As the author of eight books, Dash Moore has explored America as modern Jewish scholars concentrated on Europe; on women when the emphasis was on men; and on immersion in Jewish identity when others touted assimilation. She is the recipient of three National Jewish Book Awards (2011, 2013, 2023), the Jewish Cultural Achievement Award (2013), and the Lee Max Friedman Award Medal for distinguished service in the field of American Jewish History (2012).

“Professor Dash Moore has been a consummate editor, convener and leader of innovative projects that have shaped the field of Jewish studies,” McCauley and Solomon wrote. “Her work opened the door for further explorations of religious practices, racial conflict and Jewish political radicalism in the United States.”

Dash Moore’s presentation will focus on how the photographs of American Jewish photographer Robert Frank investigate the American vernacular religious expression, as well as narrate Frank’s own Jewish interpretation of American culture. 

In 1955, Frank received a Guggenheim fellowship to photograph around the United States using a small format 35mm camera. In Frank’s words, his purpose was to produce a “record of what one naturalized American [sees] in the United States that signifies the kind of civilization born here and spreading elsewhere.”

Jeff Fessler

“The AI of the Beholder in Medical Imaging”

Fessler is the William L. Root Distinguished University Professor, Electrical Engineering and Computer Science in the College of Engineering. He is also professor of biomedical engineering in the College of Engineering, and professor of radiology in the Medical School.

Fessler and his group have contributed significantly to the complex mathematics and algorithms that convert data gathered by medical imaging machines into the images that physicians, clinicians, and researchers use in their work.

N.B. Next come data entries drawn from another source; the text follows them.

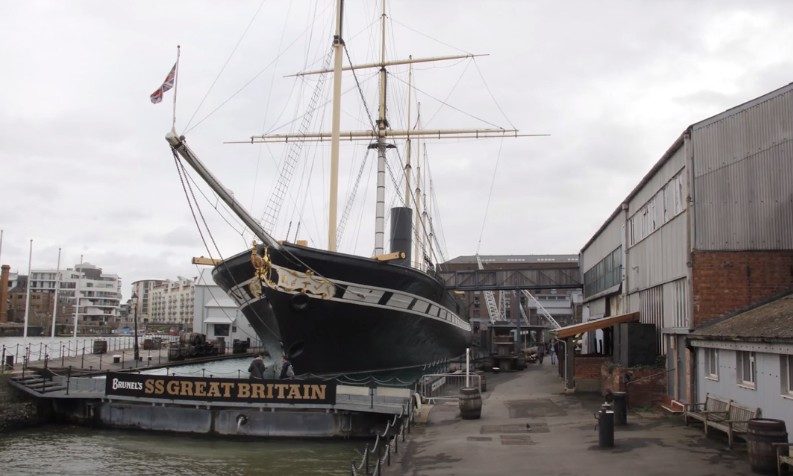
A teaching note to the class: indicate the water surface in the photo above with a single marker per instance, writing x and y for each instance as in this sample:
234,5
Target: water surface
72,450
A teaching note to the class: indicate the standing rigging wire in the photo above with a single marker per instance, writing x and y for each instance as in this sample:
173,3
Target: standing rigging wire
267,109
351,199
228,60
180,169
363,208
487,88
490,195
446,104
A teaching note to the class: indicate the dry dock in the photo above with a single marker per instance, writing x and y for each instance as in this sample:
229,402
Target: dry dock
529,427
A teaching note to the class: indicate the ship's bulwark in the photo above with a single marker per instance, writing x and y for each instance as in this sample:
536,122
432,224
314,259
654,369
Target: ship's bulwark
329,336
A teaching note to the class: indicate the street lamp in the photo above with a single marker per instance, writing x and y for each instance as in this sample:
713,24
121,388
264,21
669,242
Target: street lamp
135,319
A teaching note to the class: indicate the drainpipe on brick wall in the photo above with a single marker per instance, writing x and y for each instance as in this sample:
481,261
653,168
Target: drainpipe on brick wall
569,365
4,274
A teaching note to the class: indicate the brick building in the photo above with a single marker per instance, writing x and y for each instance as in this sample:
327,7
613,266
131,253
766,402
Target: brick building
705,233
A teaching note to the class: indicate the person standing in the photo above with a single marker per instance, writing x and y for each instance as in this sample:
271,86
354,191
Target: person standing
257,368
286,369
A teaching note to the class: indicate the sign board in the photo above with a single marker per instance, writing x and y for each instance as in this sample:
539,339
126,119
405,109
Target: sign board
220,389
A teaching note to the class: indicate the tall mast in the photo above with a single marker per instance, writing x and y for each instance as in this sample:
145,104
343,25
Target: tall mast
418,255
338,45
407,141
382,125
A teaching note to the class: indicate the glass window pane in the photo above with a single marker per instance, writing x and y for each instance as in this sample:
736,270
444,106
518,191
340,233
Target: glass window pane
790,373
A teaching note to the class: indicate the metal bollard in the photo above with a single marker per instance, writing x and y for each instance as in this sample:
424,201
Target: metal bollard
605,425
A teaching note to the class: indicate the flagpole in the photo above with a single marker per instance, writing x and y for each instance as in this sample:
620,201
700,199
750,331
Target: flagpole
175,87
27,293
57,285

His methods have improved the accuracy of cardiac stress tests used for thousands of patients at the U-M Hospital.

Fessler’s work in the realm of image reconstruction algorithms for low-dose computed tomography has allowed clinicians to generate better images while exposing patients to less radiation. His impact on the medical imaging world also extends to magnetic resonance imaging, or MRI. He is responsible for the code repository called the “Michigan Image Reconstruction Toolbox” that has been downloaded thousands of times by the imaging community.

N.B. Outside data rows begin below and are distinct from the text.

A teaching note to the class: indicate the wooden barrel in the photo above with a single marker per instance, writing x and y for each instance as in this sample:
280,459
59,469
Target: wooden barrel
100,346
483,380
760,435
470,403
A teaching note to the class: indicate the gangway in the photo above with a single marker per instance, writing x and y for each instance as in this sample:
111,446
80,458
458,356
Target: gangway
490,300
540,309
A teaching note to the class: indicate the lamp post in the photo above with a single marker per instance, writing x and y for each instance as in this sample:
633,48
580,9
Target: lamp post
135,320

“Professor Fessler’s work in the field of image reconstruction for medical imaging impacts millions of patients each year,” McCauley and Solomon wrote. “His work has informed technological improvements in the medical imaging industry and inspired the wider imaging community.”

In his lecture, Fessler will highlight recent collaborative work involving machine learning methods for improving medical image formation towards the goal of making CT scans even safer and MRI scans faster, quieter and more accurate.